Mechanism of Quercetin in Inhibiting Triple-Negative Breast Cancer by Regulating T Cell-Related Targets: An Analysis Based on Single-Cell Sequencing and Network Pharmacology

TL;DR

This study uncovers how quercetin inhibits triple-negative breast cancer by modulating T-cell targets, using single-cell sequencing and network pharmacology to identify key interactions and pathways involved.

Contribution

It integrates single-cell RNA sequencing with network pharmacology to reveal the multi-target mechanisms of quercetin in TNBC treatment.

Findings

Quercetin interacts with 79 TNBC targets including AKT1, EGFR, MMP9.

Molecular docking shows high affinity between quercetin and GSK3B.

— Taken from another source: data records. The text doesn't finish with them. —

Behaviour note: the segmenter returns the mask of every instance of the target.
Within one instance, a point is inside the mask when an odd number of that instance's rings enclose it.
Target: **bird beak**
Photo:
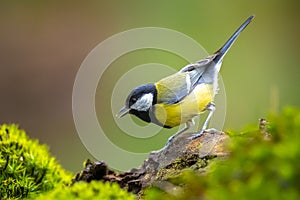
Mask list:
[[[116,115],[117,118],[121,118],[125,115],[127,115],[129,113],[130,109],[127,108],[126,106],[123,106],[123,108],[121,108],[121,110],[119,111],[119,113]]]

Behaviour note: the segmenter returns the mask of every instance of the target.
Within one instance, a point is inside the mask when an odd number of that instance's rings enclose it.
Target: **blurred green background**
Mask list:
[[[300,105],[299,9],[296,0],[1,1],[0,123],[19,124],[48,144],[66,169],[78,171],[91,155],[75,130],[72,88],[90,50],[113,34],[153,26],[182,32],[213,53],[251,14],[255,19],[224,59],[221,74],[227,95],[225,129],[256,123],[285,105]],[[134,67],[136,60],[155,58],[175,69],[185,64],[166,53],[146,55],[119,62]],[[104,90],[116,81],[107,73],[99,82]],[[98,112],[106,114],[111,115]]]

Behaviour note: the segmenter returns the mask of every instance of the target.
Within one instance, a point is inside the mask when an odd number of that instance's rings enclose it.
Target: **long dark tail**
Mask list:
[[[239,34],[246,28],[246,26],[252,21],[254,18],[254,15],[251,15],[235,32],[234,34],[227,40],[227,42],[219,49],[216,54],[218,54],[214,61],[217,63],[223,59],[227,51],[230,49],[231,45],[234,43],[234,41],[237,39]]]

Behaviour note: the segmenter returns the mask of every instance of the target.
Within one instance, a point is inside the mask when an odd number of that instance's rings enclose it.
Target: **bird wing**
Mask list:
[[[156,82],[157,103],[176,104],[184,99],[193,91],[215,57],[214,54],[194,64],[189,64],[176,74]]]

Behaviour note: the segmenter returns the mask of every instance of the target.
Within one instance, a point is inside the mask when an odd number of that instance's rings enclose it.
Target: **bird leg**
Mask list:
[[[156,152],[160,152],[160,151],[163,151],[163,150],[167,149],[167,148],[170,146],[170,144],[172,143],[172,141],[173,141],[176,137],[178,137],[181,133],[183,133],[183,132],[185,132],[186,130],[188,130],[189,128],[191,128],[191,126],[194,125],[194,124],[195,124],[195,122],[194,122],[193,119],[187,121],[187,122],[185,123],[185,127],[182,128],[181,130],[179,130],[177,133],[175,133],[175,134],[172,135],[171,137],[169,137],[169,139],[168,139],[166,145],[165,145],[162,149],[160,149],[160,150],[158,150],[158,151],[156,151]]]
[[[216,110],[215,104],[213,102],[210,102],[209,104],[207,104],[206,110],[208,110],[209,113],[208,113],[208,116],[207,116],[207,118],[206,118],[206,120],[203,124],[203,127],[202,127],[202,129],[200,130],[199,133],[196,133],[196,134],[194,134],[193,136],[190,137],[191,140],[194,140],[194,139],[200,137],[203,134],[203,132],[206,130],[206,128],[208,126],[208,123],[210,121],[210,118],[212,117],[213,113]]]

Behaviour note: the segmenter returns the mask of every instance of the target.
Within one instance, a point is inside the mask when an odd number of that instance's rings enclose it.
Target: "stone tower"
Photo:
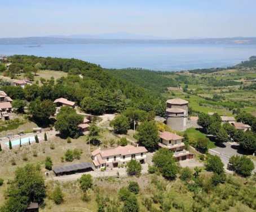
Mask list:
[[[166,123],[174,130],[181,131],[187,126],[188,101],[179,98],[166,101]]]

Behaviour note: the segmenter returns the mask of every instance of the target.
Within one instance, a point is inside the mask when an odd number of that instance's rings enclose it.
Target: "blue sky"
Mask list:
[[[255,8],[254,0],[7,0],[0,6],[0,37],[118,32],[256,37]]]

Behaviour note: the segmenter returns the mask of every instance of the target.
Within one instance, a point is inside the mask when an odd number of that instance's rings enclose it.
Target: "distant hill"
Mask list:
[[[44,45],[44,44],[86,44],[86,43],[183,43],[183,44],[256,44],[256,37],[226,38],[201,38],[167,39],[155,38],[134,38],[132,34],[123,34],[122,39],[115,38],[122,35],[118,34],[106,34],[98,36],[95,38],[86,38],[87,35],[75,35],[71,37],[58,36],[54,37],[30,37],[24,38],[0,38],[0,45]],[[97,36],[96,36],[97,37]],[[81,38],[80,38],[81,37]],[[145,37],[145,38],[146,37]]]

AKT1 and MMP9 levels correlate with patient survival.

Abstract

Objective: To investigate the mechanism by which quercetin inhibits triple-negative breast cancer (TNBC) through regulating T-cell-related targets, providing a novel strategy for TNBC immunotherapy.Methods: Single-cell RNA sequencing (GSE161529 dataset) and network pharmacology were integrated. PCA and UMAP clustering identified T-cell subsets and differentially expressed genes in TNBC microenvironment. TNBC-related targets were screened via CTD and OMIM databases, with functional pathways analyzed by GO/KEGG enrichment. Molecular docking and PPI networks validated interactions between quercetin and core targets.Results: Quercetin intersected with 79 TNBC targets, including AKT1, EGFR, and MMP9, enriched in EGFR inhibitor resistance and endocrine resistance pathways. Molecular docking revealed the highest affinity between quercetin and GSK3B (-13.2 kJ/mol). AKT1 and MMP9 expression correlated with patient survival.Conclusion: Quercetin may reverse TNBC immunosuppression by multi-target modulation of T-cell function, but clinical application requires solutions for its low bioavailability, such as delivery systems or combination therapies.